In a recent article, Megan McArdle considers why insuring her dog is much cheaper than insuring a person. McArdle sees two reasons. Many of today’s highly advanced, expensive medical treatments are not available in veterinary medicine. Also, whereas we spend lavishly on people in their last days (which is when we tend to spend the most we ever will on health care), we tend to purchase much less medical treatment for our pets in the last days of their lives (we tend to let them go for their own comfort).

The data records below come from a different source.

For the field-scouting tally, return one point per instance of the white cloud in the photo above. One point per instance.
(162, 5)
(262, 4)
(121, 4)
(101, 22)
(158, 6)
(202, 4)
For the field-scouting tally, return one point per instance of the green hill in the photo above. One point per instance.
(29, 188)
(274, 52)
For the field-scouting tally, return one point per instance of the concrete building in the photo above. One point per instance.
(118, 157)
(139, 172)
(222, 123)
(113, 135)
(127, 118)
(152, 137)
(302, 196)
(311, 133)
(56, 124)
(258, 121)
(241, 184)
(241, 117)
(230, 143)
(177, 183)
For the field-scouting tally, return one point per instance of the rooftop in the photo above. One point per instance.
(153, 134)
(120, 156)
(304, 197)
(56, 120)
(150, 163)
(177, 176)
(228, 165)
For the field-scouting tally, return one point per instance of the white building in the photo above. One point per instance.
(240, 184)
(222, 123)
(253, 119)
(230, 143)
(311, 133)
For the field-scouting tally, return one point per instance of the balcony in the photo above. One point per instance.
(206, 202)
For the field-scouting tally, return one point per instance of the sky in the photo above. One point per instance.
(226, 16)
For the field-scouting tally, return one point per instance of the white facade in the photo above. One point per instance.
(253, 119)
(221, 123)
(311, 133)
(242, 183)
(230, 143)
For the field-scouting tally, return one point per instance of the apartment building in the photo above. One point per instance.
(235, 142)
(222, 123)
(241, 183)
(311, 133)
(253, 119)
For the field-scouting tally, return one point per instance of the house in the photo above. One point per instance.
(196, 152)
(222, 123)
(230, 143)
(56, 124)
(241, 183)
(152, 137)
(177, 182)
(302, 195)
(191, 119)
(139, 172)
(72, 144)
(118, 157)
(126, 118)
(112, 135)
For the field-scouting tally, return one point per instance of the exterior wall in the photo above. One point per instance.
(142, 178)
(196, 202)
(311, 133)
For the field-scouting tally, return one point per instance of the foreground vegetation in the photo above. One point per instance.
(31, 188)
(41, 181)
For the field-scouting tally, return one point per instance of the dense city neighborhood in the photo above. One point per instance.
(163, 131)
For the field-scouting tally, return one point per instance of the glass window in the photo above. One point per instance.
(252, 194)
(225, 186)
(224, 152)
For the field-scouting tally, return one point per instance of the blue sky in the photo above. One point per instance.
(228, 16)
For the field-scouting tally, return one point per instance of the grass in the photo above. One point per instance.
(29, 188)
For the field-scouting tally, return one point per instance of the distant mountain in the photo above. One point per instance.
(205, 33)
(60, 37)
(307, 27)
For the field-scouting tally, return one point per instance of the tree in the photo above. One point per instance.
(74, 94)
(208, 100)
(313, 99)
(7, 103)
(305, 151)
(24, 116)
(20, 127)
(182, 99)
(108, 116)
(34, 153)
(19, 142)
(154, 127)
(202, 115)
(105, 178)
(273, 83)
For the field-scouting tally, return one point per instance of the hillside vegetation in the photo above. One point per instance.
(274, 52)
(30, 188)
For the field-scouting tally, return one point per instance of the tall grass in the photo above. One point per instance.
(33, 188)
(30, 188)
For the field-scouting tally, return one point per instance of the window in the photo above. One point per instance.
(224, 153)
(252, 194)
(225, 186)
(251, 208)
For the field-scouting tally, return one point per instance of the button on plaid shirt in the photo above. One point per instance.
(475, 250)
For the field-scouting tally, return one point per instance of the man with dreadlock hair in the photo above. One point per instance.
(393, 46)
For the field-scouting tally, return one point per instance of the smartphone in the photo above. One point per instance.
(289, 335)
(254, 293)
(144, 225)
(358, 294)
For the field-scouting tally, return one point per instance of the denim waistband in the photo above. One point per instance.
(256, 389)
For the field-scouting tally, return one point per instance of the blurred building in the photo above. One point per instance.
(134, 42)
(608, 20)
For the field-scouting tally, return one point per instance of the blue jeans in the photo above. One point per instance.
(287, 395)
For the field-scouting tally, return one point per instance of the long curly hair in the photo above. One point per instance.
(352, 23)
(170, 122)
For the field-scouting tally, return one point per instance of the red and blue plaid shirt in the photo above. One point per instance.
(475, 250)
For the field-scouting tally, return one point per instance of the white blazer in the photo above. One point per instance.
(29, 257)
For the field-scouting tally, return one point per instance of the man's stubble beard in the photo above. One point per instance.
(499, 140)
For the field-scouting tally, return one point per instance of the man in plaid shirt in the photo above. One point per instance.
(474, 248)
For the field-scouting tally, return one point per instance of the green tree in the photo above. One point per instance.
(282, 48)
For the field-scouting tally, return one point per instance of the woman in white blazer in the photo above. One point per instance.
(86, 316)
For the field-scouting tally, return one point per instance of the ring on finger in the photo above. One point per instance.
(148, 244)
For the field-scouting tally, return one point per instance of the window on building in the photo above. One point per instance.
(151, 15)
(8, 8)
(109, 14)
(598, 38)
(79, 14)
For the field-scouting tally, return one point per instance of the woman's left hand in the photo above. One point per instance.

There is truth to these explanations, but there is another factor that McArdle does not mention which surely — and I’d imagine, more fundamentally — contributes to why insuring my 2-year-old Havanese costs less than $220 per year and my own coverage (a high-deductible policy, paid for by my employer) costs more than $3,000. It’s the fact that pet health insurance is far less controlled by government than human health insurance (veterinary medicine in general is freer, which contributes to why the same treatment costs far less when performed on a pet than on a person — see one example here).

As far as I know, pet health insurers are left free to do what insurers are fundamentally supposed to do — assess, price and manage risk. It is the effective risk pooling mechanisms that insurers have developed and continually improved over the course of centuries that have made possible insurance protection for an ever-greater variety of risks (see some examples here) at ever-affordable prices (see one example here).

But when it comes to health insurance, the government manipulates every aspect of the risk pooling process (and every other aspect of the insurance business), raising the cost of coverage along the way (see some examples here). These distortions to the business model of insurance undoubtedly impact the ability of health insurers to offer cheaper policies.

(McArdle’s article, by the way, is worth reading. Though I don’t agree with everything she says, she offers a thoughtful analysis of the often overlooked value of insurance.)